This app was inspired by a vizualization produced by John Burn-Murdoch for the Financial Times (FT) that I thought did a very nice job at allowing cross-country comparisons of the trajectories of the total confirmed cases by standardizing countries using the “Number of days since the 100th case” on the x-axis.
The Johns Hopkins University Center for Systems Science and Engineering (JHU CSSE) maintains a dashboard whose data source serves as the underlying data for the FT vizualization, as well as many others floating around on the internet at the moment.
At the time of writing, the JHU GSSE dasboard does not allow for an easy way to select countries for direct comparison. The Shiny app presented here allows the user to select any of the country/region units available in the entire dataset, standardize them on the x-axis using “Days since N”, and automatically generate fairly clean level- and log- plots with dynamically rendered titles and axis labels. The data in the app is timestamped and updated automatically along with the JSU CSSE repo, and there are download buttons for the plots and filtered long-format data tables use for those plots in PNG and CSV formats, respectively.
Currently, a maximum of six countries can be compared at a time. The limit was set simply to allow for better readability of the resulting plots. Users can select between total confirmed cases, deaths, and total recovered as the different y-axis outcome variables.

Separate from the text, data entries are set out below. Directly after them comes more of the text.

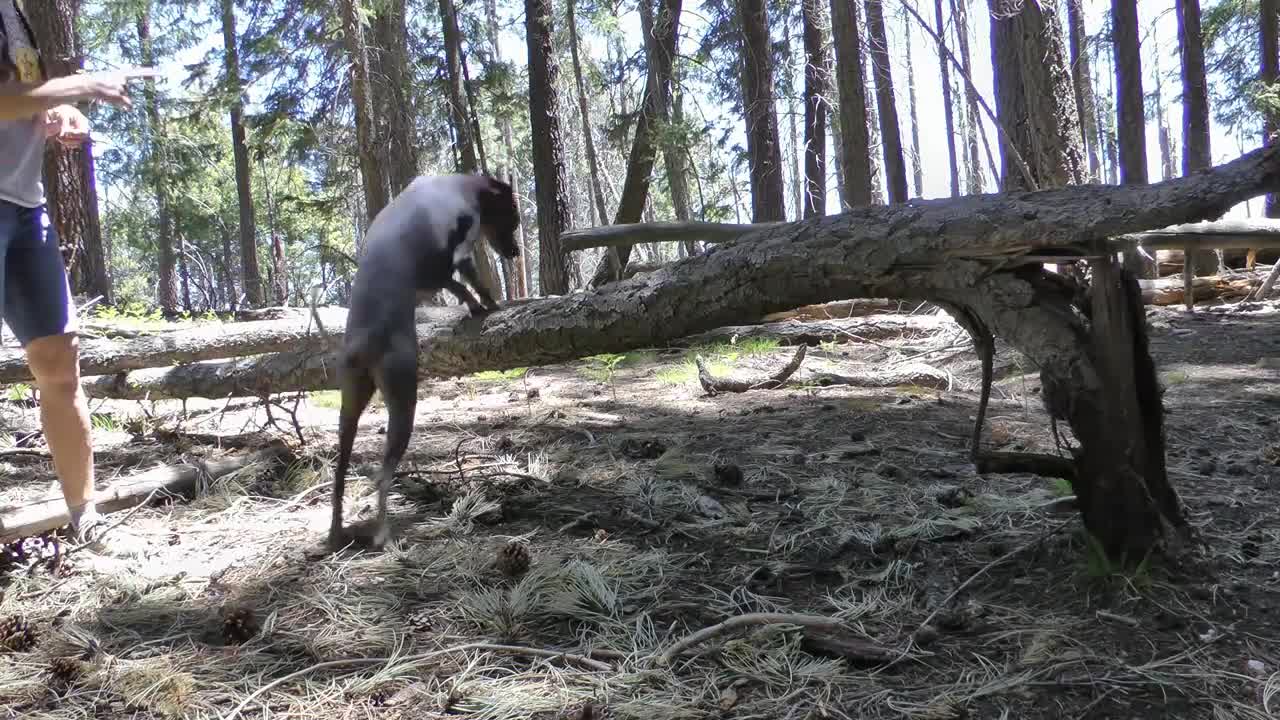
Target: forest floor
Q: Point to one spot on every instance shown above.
(652, 510)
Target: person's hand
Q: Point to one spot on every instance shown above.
(110, 86)
(67, 124)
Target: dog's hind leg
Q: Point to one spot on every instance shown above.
(397, 378)
(357, 390)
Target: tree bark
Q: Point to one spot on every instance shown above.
(1096, 369)
(855, 162)
(167, 291)
(1034, 96)
(945, 68)
(548, 151)
(366, 137)
(466, 139)
(817, 80)
(763, 147)
(661, 53)
(917, 168)
(69, 183)
(891, 137)
(1269, 74)
(1083, 83)
(593, 164)
(960, 12)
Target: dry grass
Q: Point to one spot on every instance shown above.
(854, 505)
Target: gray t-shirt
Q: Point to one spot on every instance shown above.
(22, 142)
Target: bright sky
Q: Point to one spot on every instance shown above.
(1156, 18)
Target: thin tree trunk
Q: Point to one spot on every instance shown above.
(917, 168)
(167, 291)
(548, 151)
(251, 277)
(69, 185)
(1270, 73)
(366, 136)
(960, 12)
(592, 163)
(1130, 118)
(817, 81)
(945, 67)
(1083, 82)
(763, 147)
(854, 151)
(891, 137)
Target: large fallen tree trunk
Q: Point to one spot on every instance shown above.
(977, 254)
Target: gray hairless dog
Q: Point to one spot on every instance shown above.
(414, 245)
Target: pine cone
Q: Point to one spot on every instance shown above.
(65, 670)
(513, 559)
(17, 634)
(240, 625)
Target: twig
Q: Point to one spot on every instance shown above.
(740, 621)
(516, 650)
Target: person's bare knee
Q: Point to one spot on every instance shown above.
(54, 363)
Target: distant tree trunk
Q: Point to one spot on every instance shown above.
(1130, 118)
(817, 78)
(69, 185)
(891, 137)
(1083, 82)
(251, 277)
(466, 139)
(548, 151)
(1270, 73)
(167, 291)
(960, 12)
(854, 151)
(1034, 100)
(917, 168)
(592, 162)
(661, 50)
(397, 110)
(945, 67)
(763, 147)
(366, 135)
(519, 269)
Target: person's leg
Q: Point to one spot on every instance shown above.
(39, 308)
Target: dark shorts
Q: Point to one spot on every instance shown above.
(35, 296)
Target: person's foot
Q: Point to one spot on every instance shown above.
(97, 534)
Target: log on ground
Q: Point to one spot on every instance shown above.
(182, 481)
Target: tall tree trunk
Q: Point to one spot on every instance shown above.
(1034, 100)
(1083, 82)
(960, 12)
(167, 291)
(945, 67)
(854, 151)
(891, 137)
(69, 185)
(366, 135)
(548, 150)
(1270, 73)
(251, 277)
(466, 137)
(519, 269)
(817, 80)
(917, 168)
(661, 37)
(585, 115)
(763, 147)
(397, 110)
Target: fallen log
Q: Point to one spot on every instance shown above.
(968, 253)
(183, 481)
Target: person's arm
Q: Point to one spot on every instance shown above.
(21, 100)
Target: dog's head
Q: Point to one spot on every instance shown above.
(499, 214)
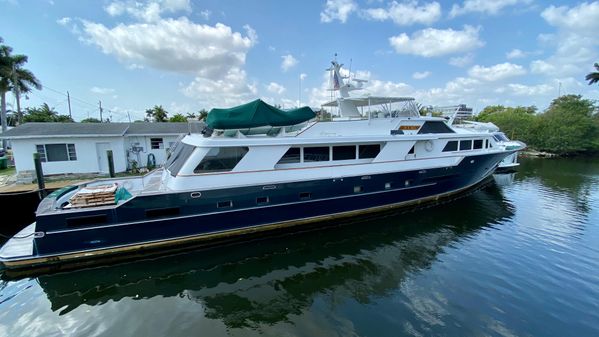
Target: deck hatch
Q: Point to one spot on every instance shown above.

The default N number for the total confirmed cases outcome is set to 100, in keeping with the most widely used convention at the moment. For deaths, N=10 can be used.
There are a few countries that include more detailed regional breakdowns of the data. Where this is the case, the totals for those countries are given by the country name + “(all territories)”.
Additional features and edits will be added on an ongoing basis. Feedback or comments are welcome.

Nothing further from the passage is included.